For the Russians, that is, as the US depletes its stocks of its own critical weapons to support Ukraine:
Some sources also raised concerns about US production of additional weapons systems, including HARMs anti-radiation missiles, GMLRS surface-to-surface missiles and the portable Javelin anti-tank missiles – although the US has moved to ramp up production for those and other systems.
The article has a lot of bluff from our government, but…
One reason for the concern about low stockpiles is that the US industrial base is having difficulty keeping up with demand quickly enough, the sources said. In addition, European allies cannot sufficiently backfill Ukrainian military requests due to their need to maintain to their own forces’ supplies.
Because I was involved in the development of the HARM (High Speed Anti-Radiation, AGM-88 and its progeny) missile, I’ve used that as a sort of “interest benchmark” for the application of American weapons systems in this war. But the basic problem is that we’ve let our industrial base run down to the point where we cannot produce the weapons necessary to sustain either a long war like this one or a two-front one (think Taiwan.) The great moral cause that our elites have made out of the Ukraine are belied by our inability to back it up with the industrial might–at all levels, I might add–to sustain it, and for us to be the “Arsenal of Democracy” that we were in the two World Wars.
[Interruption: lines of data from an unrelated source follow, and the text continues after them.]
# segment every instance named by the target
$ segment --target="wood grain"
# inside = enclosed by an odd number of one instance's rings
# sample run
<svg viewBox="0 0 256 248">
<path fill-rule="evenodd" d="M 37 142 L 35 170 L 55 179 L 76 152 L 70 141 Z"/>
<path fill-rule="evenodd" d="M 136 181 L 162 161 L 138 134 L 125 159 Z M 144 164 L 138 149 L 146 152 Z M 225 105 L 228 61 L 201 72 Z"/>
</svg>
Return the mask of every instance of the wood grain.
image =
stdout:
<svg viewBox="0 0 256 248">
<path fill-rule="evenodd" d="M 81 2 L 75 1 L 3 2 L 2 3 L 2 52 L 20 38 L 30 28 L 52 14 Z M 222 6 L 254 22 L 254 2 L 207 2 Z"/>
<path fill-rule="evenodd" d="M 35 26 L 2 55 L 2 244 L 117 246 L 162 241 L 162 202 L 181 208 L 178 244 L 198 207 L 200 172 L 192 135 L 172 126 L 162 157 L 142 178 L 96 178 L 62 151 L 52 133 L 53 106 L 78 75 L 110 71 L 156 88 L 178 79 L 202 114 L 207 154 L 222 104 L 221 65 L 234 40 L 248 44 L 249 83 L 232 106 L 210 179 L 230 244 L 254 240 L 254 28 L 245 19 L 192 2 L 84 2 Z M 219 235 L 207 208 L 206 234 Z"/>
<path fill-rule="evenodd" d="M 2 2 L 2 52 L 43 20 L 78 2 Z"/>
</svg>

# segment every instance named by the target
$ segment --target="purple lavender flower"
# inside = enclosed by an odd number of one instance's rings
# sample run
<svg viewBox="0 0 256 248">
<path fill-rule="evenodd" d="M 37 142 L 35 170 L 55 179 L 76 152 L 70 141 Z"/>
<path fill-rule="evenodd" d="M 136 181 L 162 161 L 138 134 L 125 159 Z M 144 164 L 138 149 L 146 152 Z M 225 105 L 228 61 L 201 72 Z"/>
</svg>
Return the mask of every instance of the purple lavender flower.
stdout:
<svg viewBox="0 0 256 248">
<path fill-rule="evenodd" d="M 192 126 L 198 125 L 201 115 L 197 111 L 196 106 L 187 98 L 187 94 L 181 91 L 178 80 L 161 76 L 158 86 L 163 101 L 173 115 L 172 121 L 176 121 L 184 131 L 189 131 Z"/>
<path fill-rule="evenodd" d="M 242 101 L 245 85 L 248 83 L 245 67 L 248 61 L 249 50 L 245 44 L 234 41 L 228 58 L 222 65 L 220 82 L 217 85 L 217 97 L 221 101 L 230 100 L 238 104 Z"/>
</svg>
Ever since the 1960’s the “hippie dreamers” and their progeny have have had an instinctive aversion for a manufacturing-based economy, primarily because a) it was seen as a running environmental disaster and b) it produced the suburbs with all of the “phonies” that lived there (and those too were seen as an environmental disaster with their urban sprawl.) Now that we don’t live in a unipolar world any more, those sensibilities have come to haunt us–and the Ukrainians fighting the Russians.